Entre ellas afirma la red social, se encuentra la de un candidato político electo en los Países Bajos. Afirman no tener indicación de ningún tipo que apunte a más cuentas de políticos comprometidas. Tampoco contraseñas, pero sí información personal como direcciones de email y números de teléfono.
Una de las críticas recurrentes de Twitter estos días es la carencia de un sistema de cifrado para los mensajes privados. Cualquier mensaje almacenado en la plataforma puede ser accedido a nivel interno, lo que pone en riesgo la información almacenada en ellos tras cualquier tipo de acceso no legítimo.
Otra opción que sería de utilidad en una plataforma donde permanecen los mensajes aunque pasen los años, sería la posibilidad de borrar los mensajes de golpe. Muchos usuarios se lanzaron a hacerlo manualmente, pero es fácil que se acumulen decenas e incluso cientos de conversaciones.
Recordemos que el hackeo a Twitter irrumpe sobre una red social con 14 años a sus espaldas.

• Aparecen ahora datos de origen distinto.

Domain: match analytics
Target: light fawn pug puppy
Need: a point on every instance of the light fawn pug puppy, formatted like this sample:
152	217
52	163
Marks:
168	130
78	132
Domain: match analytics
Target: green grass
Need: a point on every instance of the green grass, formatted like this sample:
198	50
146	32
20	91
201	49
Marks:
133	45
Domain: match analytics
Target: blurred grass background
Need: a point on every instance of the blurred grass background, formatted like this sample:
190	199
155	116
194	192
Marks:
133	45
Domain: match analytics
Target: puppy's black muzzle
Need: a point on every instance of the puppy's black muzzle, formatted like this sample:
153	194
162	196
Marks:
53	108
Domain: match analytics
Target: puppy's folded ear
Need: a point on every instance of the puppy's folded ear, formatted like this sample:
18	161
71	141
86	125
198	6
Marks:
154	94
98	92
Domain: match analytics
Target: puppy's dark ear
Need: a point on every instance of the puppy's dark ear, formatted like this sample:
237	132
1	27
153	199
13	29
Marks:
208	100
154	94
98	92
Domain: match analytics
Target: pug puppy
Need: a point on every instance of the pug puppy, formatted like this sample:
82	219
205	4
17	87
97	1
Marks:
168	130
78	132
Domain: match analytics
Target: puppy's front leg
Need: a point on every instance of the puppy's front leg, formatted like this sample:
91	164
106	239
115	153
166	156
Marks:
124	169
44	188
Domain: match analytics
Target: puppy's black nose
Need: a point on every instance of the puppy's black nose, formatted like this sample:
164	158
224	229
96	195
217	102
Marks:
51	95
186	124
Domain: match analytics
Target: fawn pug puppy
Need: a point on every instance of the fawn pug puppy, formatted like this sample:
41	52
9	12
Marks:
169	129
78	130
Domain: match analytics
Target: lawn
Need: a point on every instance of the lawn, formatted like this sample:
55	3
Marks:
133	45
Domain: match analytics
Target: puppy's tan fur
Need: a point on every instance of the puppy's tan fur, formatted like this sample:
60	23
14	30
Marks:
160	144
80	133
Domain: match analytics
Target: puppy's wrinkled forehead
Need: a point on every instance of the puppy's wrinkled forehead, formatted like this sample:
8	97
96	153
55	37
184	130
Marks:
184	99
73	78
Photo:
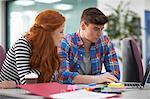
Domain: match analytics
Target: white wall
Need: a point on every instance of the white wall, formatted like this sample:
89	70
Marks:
2	23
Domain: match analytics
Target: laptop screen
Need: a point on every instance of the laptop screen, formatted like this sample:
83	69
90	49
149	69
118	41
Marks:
146	75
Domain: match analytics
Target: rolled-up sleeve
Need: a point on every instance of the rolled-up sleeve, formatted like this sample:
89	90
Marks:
65	75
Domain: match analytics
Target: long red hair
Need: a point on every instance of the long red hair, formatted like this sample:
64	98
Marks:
44	56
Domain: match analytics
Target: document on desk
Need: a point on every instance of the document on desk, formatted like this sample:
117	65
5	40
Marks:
44	89
81	94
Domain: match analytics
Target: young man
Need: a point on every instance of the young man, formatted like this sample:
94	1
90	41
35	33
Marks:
83	53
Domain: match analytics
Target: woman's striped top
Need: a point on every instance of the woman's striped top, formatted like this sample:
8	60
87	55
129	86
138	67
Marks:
16	64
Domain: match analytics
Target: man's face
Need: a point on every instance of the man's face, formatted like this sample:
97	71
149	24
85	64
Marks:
92	32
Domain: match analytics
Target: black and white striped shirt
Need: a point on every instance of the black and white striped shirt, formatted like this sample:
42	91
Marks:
16	64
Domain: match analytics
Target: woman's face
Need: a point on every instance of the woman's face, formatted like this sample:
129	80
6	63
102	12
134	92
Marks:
58	35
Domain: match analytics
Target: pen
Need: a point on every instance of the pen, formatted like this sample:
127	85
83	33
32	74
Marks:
92	84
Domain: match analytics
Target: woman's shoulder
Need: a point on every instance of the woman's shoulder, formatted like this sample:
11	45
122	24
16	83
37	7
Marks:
22	42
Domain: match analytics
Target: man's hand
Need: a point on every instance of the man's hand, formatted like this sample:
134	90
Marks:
7	84
105	78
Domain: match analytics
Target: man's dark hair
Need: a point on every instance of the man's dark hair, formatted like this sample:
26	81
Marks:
93	16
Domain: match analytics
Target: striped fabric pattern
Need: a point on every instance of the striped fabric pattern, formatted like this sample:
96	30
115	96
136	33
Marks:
72	52
16	64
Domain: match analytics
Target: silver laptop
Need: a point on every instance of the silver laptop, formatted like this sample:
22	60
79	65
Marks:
139	84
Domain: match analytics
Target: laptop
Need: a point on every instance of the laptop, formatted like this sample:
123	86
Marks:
138	84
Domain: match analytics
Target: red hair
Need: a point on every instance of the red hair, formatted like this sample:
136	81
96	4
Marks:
44	56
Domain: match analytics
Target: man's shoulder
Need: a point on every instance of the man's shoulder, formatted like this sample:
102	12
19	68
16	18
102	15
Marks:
104	39
71	37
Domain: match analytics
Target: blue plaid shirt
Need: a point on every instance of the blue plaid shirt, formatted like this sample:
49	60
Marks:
72	51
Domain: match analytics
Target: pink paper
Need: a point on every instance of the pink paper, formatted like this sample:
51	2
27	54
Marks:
45	89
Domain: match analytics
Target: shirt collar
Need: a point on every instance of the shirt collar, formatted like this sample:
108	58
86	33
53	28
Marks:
80	41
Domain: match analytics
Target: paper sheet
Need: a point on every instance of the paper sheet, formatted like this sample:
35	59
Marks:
81	94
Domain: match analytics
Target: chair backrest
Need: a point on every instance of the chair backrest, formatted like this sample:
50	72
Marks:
2	55
132	62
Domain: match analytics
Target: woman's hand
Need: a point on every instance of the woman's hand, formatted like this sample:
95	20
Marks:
7	84
105	78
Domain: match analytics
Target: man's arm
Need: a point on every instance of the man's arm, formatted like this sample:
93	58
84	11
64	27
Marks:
111	59
65	75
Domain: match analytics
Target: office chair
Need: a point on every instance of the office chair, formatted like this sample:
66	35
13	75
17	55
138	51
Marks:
132	62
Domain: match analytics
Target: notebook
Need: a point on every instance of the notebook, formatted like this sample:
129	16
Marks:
45	89
139	84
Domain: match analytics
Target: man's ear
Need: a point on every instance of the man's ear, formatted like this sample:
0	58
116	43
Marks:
83	25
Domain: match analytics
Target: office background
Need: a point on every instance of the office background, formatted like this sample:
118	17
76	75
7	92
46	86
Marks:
16	18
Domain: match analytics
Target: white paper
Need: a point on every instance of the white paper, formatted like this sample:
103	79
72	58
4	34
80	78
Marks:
81	94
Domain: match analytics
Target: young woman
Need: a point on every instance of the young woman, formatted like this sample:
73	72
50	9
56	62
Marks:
35	52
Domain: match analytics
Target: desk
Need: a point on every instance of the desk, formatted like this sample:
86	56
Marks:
131	93
17	94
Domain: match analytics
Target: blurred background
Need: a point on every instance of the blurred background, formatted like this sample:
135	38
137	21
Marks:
127	18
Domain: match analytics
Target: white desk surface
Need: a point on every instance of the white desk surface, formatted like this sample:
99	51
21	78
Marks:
130	94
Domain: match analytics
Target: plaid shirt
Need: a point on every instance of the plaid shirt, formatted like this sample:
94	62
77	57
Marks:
72	51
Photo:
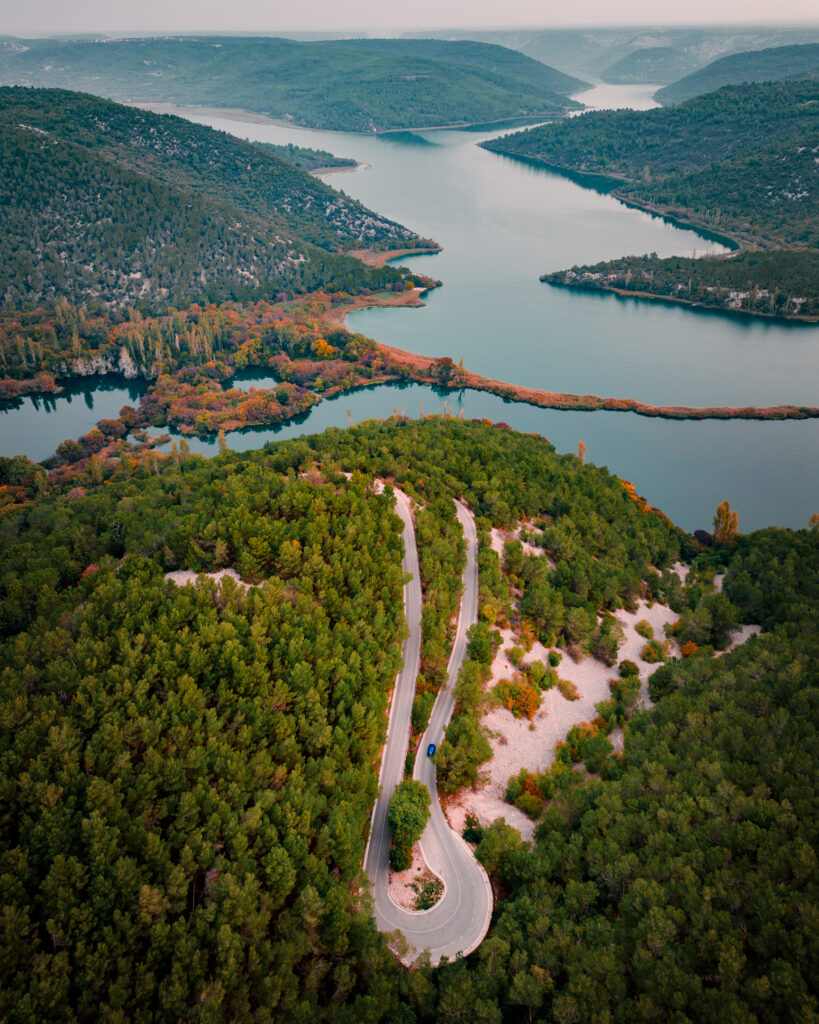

Twitter afirma que todavía trabaja en el restablecimiento del acceso a las cuentas afectadas por la intromisión. La plataforma recuerda que continúa investigando el incidente, el más grave de su historia que podría haber sido mucho peor.
Afirman que están reforzando los sistemas de seguridad para prevenir ataques de este estilo, así como entrenando a sus empleados contra ataques de "ingeniería social" y phising en el futuro.